Despite yeoman efforts by Baldwinsville Theatre Guild’s cast and crew, “Exit the Body” remains dead on arrival.
No amount of animated acting nor clever stagecraft could breathe life into Fred Carmichael’s stilted comedy about a woman mystery writer from Manhattan who has rented an old Colonial home in New England, only to discover a body in the living-room closet.
Then the body disappears.
That’s when the fun should begin, but it never does.
Maybe this predictable shtick was amusing when Carmichael’s play was first produced in 1961, at the Dorset Playhouse in Vermont. Maybe those audiences, who received no more than three channels on their brand new TV sets, found the play’s pot-boiler novelist and her snide secretary a real hoot. Maybe they gaped in amazement at that double-doored closet, which leads conveniently into a library. Maybe they were actually gripped by suspense when an amnesiac, a lawman and a crook stumble upon each other in the dark. Maybe.
Directed by Jon Barden, who has a soft spot for slapstick, BTG’s ongoing production features 10 well-experienced actors, each of whom works hard to milk the script for any and all laughs possible. Once in a while they succeed (as when Stephanie Boivin as the secretary notes that the locals “are all too busy practicing for their cow-milking contest”), but when they do, it’s more despite the dialogue than because of it.
Only a better-delineated clash of cultures might have revived “Exit the Body.” In this case, however, only one of the actors — John LaCasse as the taxi-driving sheriff — made the effort to adopt a downeast accent, a ploy that brings a rural, comic quality to his character.
If Blair Dawson as the ditzy maid, Randal Boivin as her thieving boyfriend and Helen O’Toole as the busy-body realtor had all employed New England inflections, they would’ve elicited heartier chuckles as their country bumpkins battled the visiting city slickers.
Without those conflicting social sensibilities, the cast (which also includes Sheryl DeMarco, Willow Eckel, Jay Burris, Mark Baker and Gregg Bilyeau) is left with little to do besides grouse and gripe and wonder where the stolen diamonds were stashed.
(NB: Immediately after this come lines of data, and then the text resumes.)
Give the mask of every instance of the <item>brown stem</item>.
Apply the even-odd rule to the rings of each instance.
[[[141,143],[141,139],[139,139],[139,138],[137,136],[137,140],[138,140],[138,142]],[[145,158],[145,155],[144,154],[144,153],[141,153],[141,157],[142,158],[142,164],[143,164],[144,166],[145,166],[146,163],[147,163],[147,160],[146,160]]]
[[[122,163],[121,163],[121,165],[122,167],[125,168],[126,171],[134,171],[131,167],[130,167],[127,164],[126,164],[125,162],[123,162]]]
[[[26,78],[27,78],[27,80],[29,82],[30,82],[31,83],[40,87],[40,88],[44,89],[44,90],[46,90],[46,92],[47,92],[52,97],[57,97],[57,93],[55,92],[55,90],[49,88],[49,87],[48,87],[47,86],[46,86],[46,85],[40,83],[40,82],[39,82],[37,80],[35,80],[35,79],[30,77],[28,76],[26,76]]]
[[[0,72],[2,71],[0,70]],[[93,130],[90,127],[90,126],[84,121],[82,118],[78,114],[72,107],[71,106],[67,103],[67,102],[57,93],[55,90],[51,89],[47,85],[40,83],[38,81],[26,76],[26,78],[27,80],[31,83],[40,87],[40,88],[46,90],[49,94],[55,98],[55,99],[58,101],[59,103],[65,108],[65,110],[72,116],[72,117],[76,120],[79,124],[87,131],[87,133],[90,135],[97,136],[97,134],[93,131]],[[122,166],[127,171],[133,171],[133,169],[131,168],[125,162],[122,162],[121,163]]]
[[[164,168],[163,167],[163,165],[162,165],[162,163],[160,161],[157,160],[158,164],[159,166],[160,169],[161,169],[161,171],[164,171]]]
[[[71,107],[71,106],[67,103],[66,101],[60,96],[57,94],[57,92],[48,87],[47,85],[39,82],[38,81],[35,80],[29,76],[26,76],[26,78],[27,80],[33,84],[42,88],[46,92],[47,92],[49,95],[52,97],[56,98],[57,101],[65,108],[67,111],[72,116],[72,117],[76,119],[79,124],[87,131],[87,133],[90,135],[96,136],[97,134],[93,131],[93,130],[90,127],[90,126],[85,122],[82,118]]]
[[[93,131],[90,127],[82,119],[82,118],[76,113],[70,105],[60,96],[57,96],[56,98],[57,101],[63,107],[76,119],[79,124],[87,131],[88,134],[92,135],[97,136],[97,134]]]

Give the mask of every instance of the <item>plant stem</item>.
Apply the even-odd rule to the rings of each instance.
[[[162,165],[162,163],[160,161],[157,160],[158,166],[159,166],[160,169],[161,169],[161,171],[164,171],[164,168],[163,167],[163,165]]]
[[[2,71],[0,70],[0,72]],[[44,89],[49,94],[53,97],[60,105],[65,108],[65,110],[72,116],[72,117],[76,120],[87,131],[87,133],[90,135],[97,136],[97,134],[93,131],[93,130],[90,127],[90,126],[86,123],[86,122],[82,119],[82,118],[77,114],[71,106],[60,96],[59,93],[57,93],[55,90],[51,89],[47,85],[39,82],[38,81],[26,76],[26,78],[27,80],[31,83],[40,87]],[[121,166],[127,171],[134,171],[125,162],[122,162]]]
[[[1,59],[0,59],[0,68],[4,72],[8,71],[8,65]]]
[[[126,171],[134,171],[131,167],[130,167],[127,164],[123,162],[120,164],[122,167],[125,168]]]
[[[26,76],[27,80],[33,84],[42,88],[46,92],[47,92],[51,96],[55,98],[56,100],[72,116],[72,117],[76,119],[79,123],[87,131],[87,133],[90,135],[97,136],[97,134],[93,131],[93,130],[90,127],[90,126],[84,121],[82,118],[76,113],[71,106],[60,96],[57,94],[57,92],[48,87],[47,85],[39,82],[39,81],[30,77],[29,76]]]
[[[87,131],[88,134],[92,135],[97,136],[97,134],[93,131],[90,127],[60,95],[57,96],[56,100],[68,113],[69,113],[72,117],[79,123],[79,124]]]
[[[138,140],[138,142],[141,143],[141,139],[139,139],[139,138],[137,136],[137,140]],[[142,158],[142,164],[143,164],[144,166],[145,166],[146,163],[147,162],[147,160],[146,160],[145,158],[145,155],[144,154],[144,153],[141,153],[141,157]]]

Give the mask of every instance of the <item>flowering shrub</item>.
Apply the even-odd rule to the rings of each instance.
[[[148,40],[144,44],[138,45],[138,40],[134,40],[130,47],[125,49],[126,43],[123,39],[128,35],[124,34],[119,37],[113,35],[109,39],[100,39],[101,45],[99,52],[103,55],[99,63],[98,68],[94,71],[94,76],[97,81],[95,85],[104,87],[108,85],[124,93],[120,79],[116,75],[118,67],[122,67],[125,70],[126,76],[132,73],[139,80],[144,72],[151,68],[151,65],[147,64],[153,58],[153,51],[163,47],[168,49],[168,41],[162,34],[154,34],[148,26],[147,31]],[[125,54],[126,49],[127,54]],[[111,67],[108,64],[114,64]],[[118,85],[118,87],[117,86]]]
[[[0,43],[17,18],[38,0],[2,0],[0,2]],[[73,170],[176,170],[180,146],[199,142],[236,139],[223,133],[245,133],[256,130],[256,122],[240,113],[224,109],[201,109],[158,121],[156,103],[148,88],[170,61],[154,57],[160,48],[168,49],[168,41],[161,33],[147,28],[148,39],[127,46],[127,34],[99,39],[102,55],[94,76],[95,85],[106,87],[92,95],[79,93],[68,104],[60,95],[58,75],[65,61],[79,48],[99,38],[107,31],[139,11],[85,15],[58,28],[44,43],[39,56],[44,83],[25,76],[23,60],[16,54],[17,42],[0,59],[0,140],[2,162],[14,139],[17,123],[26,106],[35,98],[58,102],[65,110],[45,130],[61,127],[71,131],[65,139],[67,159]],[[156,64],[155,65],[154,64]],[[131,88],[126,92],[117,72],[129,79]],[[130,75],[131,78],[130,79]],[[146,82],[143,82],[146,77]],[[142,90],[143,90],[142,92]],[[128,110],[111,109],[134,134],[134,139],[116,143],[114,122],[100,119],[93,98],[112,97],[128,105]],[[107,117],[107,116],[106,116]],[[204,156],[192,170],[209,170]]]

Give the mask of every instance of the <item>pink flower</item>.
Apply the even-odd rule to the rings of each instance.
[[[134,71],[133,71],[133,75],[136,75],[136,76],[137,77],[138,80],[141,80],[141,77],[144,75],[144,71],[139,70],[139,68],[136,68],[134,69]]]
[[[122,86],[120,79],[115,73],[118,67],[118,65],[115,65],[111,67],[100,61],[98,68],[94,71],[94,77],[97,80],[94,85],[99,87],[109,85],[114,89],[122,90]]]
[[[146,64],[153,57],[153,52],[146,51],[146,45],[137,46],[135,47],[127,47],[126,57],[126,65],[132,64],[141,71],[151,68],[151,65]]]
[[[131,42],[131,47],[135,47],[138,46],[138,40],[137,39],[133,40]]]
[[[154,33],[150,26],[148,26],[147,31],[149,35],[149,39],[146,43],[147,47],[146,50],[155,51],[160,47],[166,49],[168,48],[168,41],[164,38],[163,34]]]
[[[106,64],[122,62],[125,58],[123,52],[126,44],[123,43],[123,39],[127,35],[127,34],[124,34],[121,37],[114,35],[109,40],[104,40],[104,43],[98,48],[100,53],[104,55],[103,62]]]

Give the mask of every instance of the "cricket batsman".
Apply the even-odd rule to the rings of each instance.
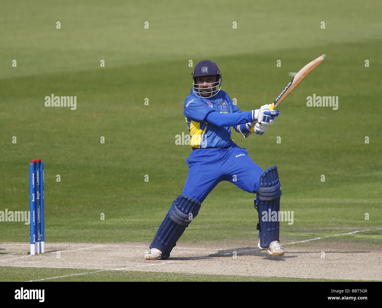
[[[195,66],[193,88],[185,101],[183,114],[191,136],[192,152],[186,160],[188,173],[183,191],[174,200],[145,255],[147,260],[168,258],[186,228],[197,216],[201,204],[220,182],[227,181],[256,194],[259,238],[257,246],[273,256],[284,254],[279,239],[281,189],[277,166],[264,172],[234,143],[231,127],[246,139],[264,134],[280,114],[270,105],[241,111],[222,90],[222,74],[216,63],[204,60]],[[264,213],[265,215],[262,215]],[[273,218],[274,218],[274,217]]]

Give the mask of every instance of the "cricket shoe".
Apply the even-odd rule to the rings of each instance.
[[[162,252],[156,248],[151,248],[144,255],[146,260],[161,260],[162,258]]]
[[[267,253],[271,256],[282,256],[284,254],[284,249],[277,241],[274,241],[271,242],[269,244],[269,247],[267,248],[260,246],[260,241],[259,240],[257,247],[262,250],[266,250]]]

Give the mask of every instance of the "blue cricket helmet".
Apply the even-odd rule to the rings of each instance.
[[[217,76],[217,80],[218,80],[216,82],[209,84],[210,86],[207,88],[211,89],[210,92],[208,92],[210,96],[202,96],[203,97],[212,97],[215,96],[222,88],[222,73],[219,70],[217,64],[210,60],[203,60],[200,61],[195,66],[194,72],[191,73],[193,75],[194,94],[196,95],[202,97],[199,92],[200,85],[196,83],[197,77],[201,76],[214,75]],[[217,90],[216,88],[218,86],[219,87],[219,89]]]

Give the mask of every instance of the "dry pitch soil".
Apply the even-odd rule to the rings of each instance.
[[[0,266],[223,274],[330,279],[382,280],[380,248],[312,241],[281,243],[275,257],[253,241],[201,245],[178,243],[166,260],[147,261],[148,243],[47,243],[45,253],[28,254],[25,243],[0,243]],[[256,243],[257,244],[257,243]]]

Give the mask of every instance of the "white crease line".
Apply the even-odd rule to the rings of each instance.
[[[14,260],[15,259],[20,259],[20,258],[25,258],[27,257],[30,257],[31,255],[28,254],[28,256],[23,256],[22,257],[17,257],[16,258],[11,258],[11,259],[5,259],[3,260],[0,260],[0,261],[7,261],[8,260]]]
[[[162,264],[166,264],[167,263],[172,263],[172,262],[175,262],[178,261],[178,260],[175,260],[174,261],[169,261],[168,262],[163,262],[163,263],[152,263],[151,264],[146,264],[145,265],[139,265],[138,266],[131,266],[129,267],[124,267],[122,269],[102,269],[100,271],[96,271],[94,272],[89,272],[86,273],[78,273],[78,274],[71,274],[71,275],[66,275],[63,276],[57,276],[55,277],[50,277],[48,278],[44,278],[41,279],[36,279],[36,280],[30,280],[27,282],[32,282],[34,281],[41,281],[43,280],[47,280],[48,279],[55,279],[56,278],[62,278],[64,277],[69,277],[71,276],[76,276],[79,275],[86,275],[86,274],[93,274],[93,273],[100,273],[101,272],[106,272],[107,271],[122,271],[124,269],[133,269],[136,267],[141,267],[144,266],[150,266],[152,265],[159,265]]]
[[[97,247],[102,247],[104,246],[104,245],[100,245],[97,246],[93,246],[90,247],[84,247],[84,248],[79,248],[78,249],[73,249],[71,250],[59,250],[58,251],[49,251],[47,253],[68,253],[70,251],[76,251],[77,250],[82,250],[84,249],[89,249],[89,248],[97,248]]]
[[[323,236],[322,237],[320,238],[311,238],[310,240],[305,240],[304,241],[299,241],[298,242],[293,242],[293,243],[286,243],[286,244],[283,244],[283,245],[290,245],[292,244],[297,244],[299,243],[304,243],[304,242],[309,242],[310,241],[314,241],[315,240],[322,240],[323,238],[326,238],[332,237],[333,236],[338,236],[339,235],[347,235],[348,234],[353,234],[354,233],[357,233],[358,232],[363,232],[364,231],[369,231],[371,230],[371,229],[367,229],[365,230],[358,230],[357,231],[353,231],[351,232],[348,232],[348,233],[342,233],[340,234],[336,234],[335,235],[327,235],[326,236]]]
[[[283,245],[290,245],[290,244],[296,244],[297,243],[303,243],[304,242],[308,242],[308,241],[314,241],[314,240],[320,240],[320,239],[323,239],[323,238],[328,238],[328,237],[333,237],[333,236],[338,236],[339,235],[348,235],[348,234],[353,234],[354,233],[357,233],[358,232],[364,232],[364,231],[370,231],[371,230],[371,229],[366,229],[366,230],[358,230],[358,231],[353,231],[353,232],[348,232],[348,233],[340,233],[340,234],[335,234],[335,235],[327,235],[326,236],[324,236],[323,237],[316,238],[312,238],[312,239],[310,239],[309,240],[305,240],[304,241],[297,241],[297,242],[294,242],[293,243],[287,243],[286,244],[283,244]],[[244,252],[244,251],[254,251],[254,250],[259,250],[259,249],[258,248],[254,248],[253,249],[246,249],[245,250],[242,250],[242,251],[238,251],[238,252],[237,252],[237,253],[240,253],[240,252]],[[219,254],[219,253],[218,253],[218,254]],[[224,256],[224,255],[226,255],[226,254],[230,254],[231,253],[225,253],[225,254],[222,254],[222,255]],[[188,261],[193,261],[193,260],[197,260],[198,259],[201,259],[201,258],[206,258],[206,257],[206,257],[206,256],[201,256],[201,257],[197,257],[196,258],[194,258],[193,259],[189,259]],[[64,275],[64,276],[57,276],[57,277],[48,277],[47,278],[44,278],[44,279],[37,279],[37,280],[29,280],[29,281],[28,282],[33,282],[33,281],[42,281],[42,280],[47,280],[48,279],[55,279],[55,278],[63,278],[63,277],[70,277],[70,276],[76,276],[76,275],[86,275],[86,274],[92,274],[92,273],[99,273],[99,272],[105,272],[105,271],[122,271],[122,270],[125,270],[125,269],[131,269],[137,268],[138,267],[145,267],[145,266],[153,266],[153,265],[162,265],[164,264],[167,264],[167,263],[173,263],[173,262],[179,262],[180,261],[184,261],[184,260],[174,260],[173,261],[169,261],[168,262],[162,262],[162,263],[151,263],[151,264],[146,264],[145,265],[140,265],[140,266],[132,266],[132,267],[125,267],[125,268],[122,268],[122,269],[104,269],[104,270],[101,270],[100,271],[95,271],[95,272],[86,272],[86,273],[79,273],[76,274],[72,274],[71,275]]]

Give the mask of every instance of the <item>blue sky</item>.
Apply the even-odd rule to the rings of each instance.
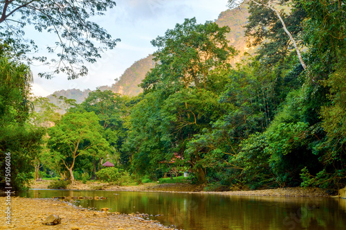
[[[106,15],[94,21],[112,35],[120,38],[115,49],[103,53],[93,64],[87,64],[89,74],[77,80],[67,80],[64,76],[51,80],[42,79],[37,73],[47,69],[33,67],[35,96],[46,96],[61,89],[95,89],[102,85],[111,85],[136,61],[155,51],[150,41],[161,36],[168,28],[174,28],[185,18],[196,17],[197,22],[214,21],[221,12],[228,9],[227,0],[116,0],[117,6]],[[42,52],[48,45],[50,35],[35,33]],[[36,37],[36,38],[35,38]]]

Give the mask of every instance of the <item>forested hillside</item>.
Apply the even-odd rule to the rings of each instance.
[[[245,37],[245,28],[244,26],[246,24],[246,18],[248,16],[246,5],[243,4],[239,8],[233,10],[227,10],[222,12],[219,15],[216,23],[220,26],[228,26],[230,30],[226,34],[226,38],[230,45],[235,47],[239,51],[239,54],[230,60],[230,63],[234,64],[242,60],[244,52],[253,54],[254,47],[248,47],[246,45],[246,38]],[[145,77],[145,74],[154,68],[155,62],[153,61],[153,56],[148,55],[143,58],[131,67],[127,68],[124,73],[111,86],[101,86],[98,87],[101,90],[111,90],[116,94],[128,96],[136,96],[143,91],[138,87],[142,80]],[[70,99],[75,99],[78,103],[81,103],[87,96],[81,94],[79,91],[73,89],[62,90],[55,92],[55,94],[64,96]],[[51,96],[49,96],[51,98]]]
[[[45,162],[45,172],[72,182],[188,171],[207,190],[311,186],[335,193],[345,187],[346,5],[270,2],[249,1],[248,13],[237,12],[247,15],[244,33],[256,48],[246,62],[230,63],[242,43],[230,44],[229,27],[186,19],[152,41],[156,64],[140,82],[142,94],[98,89],[80,104],[64,100],[61,117],[44,101],[30,110],[28,67],[3,57],[1,67],[11,68],[0,68],[1,80],[10,87],[0,87],[8,114],[1,117],[0,148],[15,151],[6,140],[16,143],[19,135],[28,144],[16,156],[31,156],[18,165],[19,175],[21,167],[26,173],[18,184],[28,178],[27,164]],[[145,72],[153,61],[134,67]],[[136,78],[119,81],[136,82],[137,67],[127,71]],[[104,160],[117,167],[102,169]]]

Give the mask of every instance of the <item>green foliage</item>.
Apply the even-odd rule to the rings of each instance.
[[[48,186],[48,188],[51,189],[67,189],[67,186],[71,184],[70,181],[64,181],[62,179],[51,182]]]
[[[73,170],[78,157],[104,156],[108,142],[102,137],[102,127],[94,112],[69,112],[48,130],[48,145],[52,154],[61,161],[74,180]]]
[[[142,183],[143,184],[146,184],[146,183],[151,183],[152,182],[152,179],[149,178],[148,175],[145,175],[143,177],[142,177]]]
[[[39,73],[41,77],[66,73],[69,79],[87,74],[84,62],[94,63],[101,57],[100,53],[113,48],[120,39],[112,39],[111,35],[91,17],[104,15],[116,3],[110,0],[100,1],[44,1],[21,0],[1,2],[0,38],[11,48],[14,57],[46,64],[56,64],[53,73]],[[15,20],[12,19],[15,16]],[[49,53],[56,53],[57,59],[46,57],[30,57],[39,50],[33,39],[25,35],[26,26],[38,32],[56,34],[57,40],[47,47]]]
[[[6,153],[10,152],[10,186],[16,191],[29,185],[31,161],[40,151],[44,134],[29,123],[32,78],[27,66],[0,57],[0,165],[5,172],[10,167],[5,164]],[[5,173],[0,175],[1,188],[8,186],[5,177]]]
[[[160,182],[160,184],[188,183],[188,180],[183,175],[177,177],[173,177],[173,179],[170,179],[170,177],[160,178],[158,182]]]
[[[115,167],[107,167],[96,172],[98,179],[110,183],[117,183],[121,172]]]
The talk is interminable. It begins with a convoluted exposition and continues with annoying after-dinner banter rendered in tones pitched high enough to wake the dead.
Coffee is served, drinks are poured and the telephone rings. One after another, the characters chat with an unseen Mabel, the local phone operator, who’s as confused as the audience. These aimless activities drag on over two acts (and two 20-minute intermissions) before the verbosity gives way to a final act full of people with flashlights on a darkened stage entering and exiting the set’s four doors. Who will bump into whom? Does anybody really care?
“This has gotten completely out of hand,” observes Willow Eckel’s lady novelist, aptly summarizing Carmichael’s unfathomable, unfunny farce.
“Exit the Body” runs at 7:30 p.m. Friday and Saturday March 6, 7, 13 and 14 and 3 p.m. Sunday March 8 at the Presbyterian Education Center, 64 Oswego St. Tickets cost $15 or $12 for students and $12 for seniors March 8 only; 635-7382.
Helen O’ Toole (Denise Ballou) and Vernon Cookley (John LaCasse) are planning a secret 2 a.m. search to find out why bodies keep appearing and disappearing in the Baldwinsville Theatre Guild’s production of “Exit The Body.”